Division of Abdominal Transplantation, Department of Surgery, Stanford University, Stanford, CA.
Department of Surgery, Seoul National University College of Medicine, Seoul, Korea.
Transplantation. 2024 Jul 1;108(7):1509-1523. doi: 10.1097/TP.0000000000004838. Epub 2023 Nov 13.
Aging of the world population significantly impacts healthcare globally and specifically, the field of transplantation. Together with end-organ dysfunction and prolonged immunosuppression, age increases the frequency of comorbid chronic diseases in transplant candidates and recipients, contributing to inferior outcomes. Although the frequency of death increases with age, limited use of organs from older deceased donors reflects the concerns about organ durability and inadequate function. Cellular senescence (CS) is a hallmark of aging, which occurs in response to a myriad of cellular stressors, leading to activation of signaling cascades that stably arrest cell cycle progression to prevent tumorigenesis. In aging and chronic conditions, senescent cells accumulate as the immune system's ability to clear them wanes, which is causally implicated in the progression of chronic diseases, immune dysfunction, organ damage, decreased regenerative capacity, and aging itself. The intimate interplay between senescent cells, their proinflammatory secretome, and immune cells results in a positive feedback loop, propagating chronic sterile inflammation and the spread of CS. Hence, senescent cells in organs from older donors trigger the recipient's alloimmune response, resulting in the increased risk of graft loss. Eliminating senescent cells or attenuating their inflammatory phenotype is a novel, potential therapeutic target to improve transplant outcomes and expand utilization of organs from older donors. This review focuses on the current knowledge about the impact of CS on circulating immune cells in the context of organ damage and disease progression, discusses the impact of CS on abdominal solid organs that are commonly transplanted, and reviews emerging therapies that target CS.

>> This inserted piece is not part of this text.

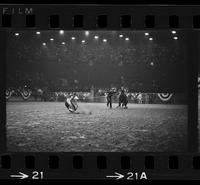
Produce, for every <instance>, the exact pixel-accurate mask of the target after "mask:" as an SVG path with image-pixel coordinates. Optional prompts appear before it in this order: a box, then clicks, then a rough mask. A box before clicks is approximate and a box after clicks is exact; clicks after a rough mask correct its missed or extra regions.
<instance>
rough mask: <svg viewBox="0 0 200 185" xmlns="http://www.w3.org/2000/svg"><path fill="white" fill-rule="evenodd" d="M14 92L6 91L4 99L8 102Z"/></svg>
mask: <svg viewBox="0 0 200 185" xmlns="http://www.w3.org/2000/svg"><path fill="white" fill-rule="evenodd" d="M14 92H15V91H14V90H10V89H9V90H8V89H7V90H6V99H7V100H8V99H9V98H10V97H11V96H12V94H13V93H14Z"/></svg>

全球人口老龄化对全球医疗保健产生重大影响,特别是在移植领域。随着终末器官功能障碍和长期免疫抑制,年龄增加了移植候选人和受者合并慢性疾病的频率,导致预后较差。尽管随着年龄的增长,死亡频率增加,但老年已故供者器官的使用受限反映了对器官耐久性和功能不足的担忧。细胞衰老(CS)是衰老的标志,它是对多种细胞应激的反应,导致信号级联的激活,从而稳定地阻止细胞周期进程以防止肿瘤发生。在衰老和慢性疾病中,衰老细胞的积累随着免疫系统清除它们的能力下降而增加,这与慢性疾病的进展、免疫功能障碍、器官损伤、再生能力下降和衰老本身有关。衰老细胞及其促炎分泌组与免疫细胞之间的密切相互作用导致正反馈循环,促进慢性无菌炎症和 CS 的传播。因此,老年供者器官中的衰老细胞触发受者的同种免疫反应,导致移植物丢失的风险增加。消除衰老细胞或减弱其炎症表型是改善移植结果和扩大老年供者器官使用的新的潜在治疗靶点。这篇综述重点介绍了 CS 对器官损伤和疾病进展背景下循环免疫细胞的影响的最新知识,讨论了 CS 对常见移植的腹部实体器官的影响,并回顾了靶向 CS 的新兴治疗方法。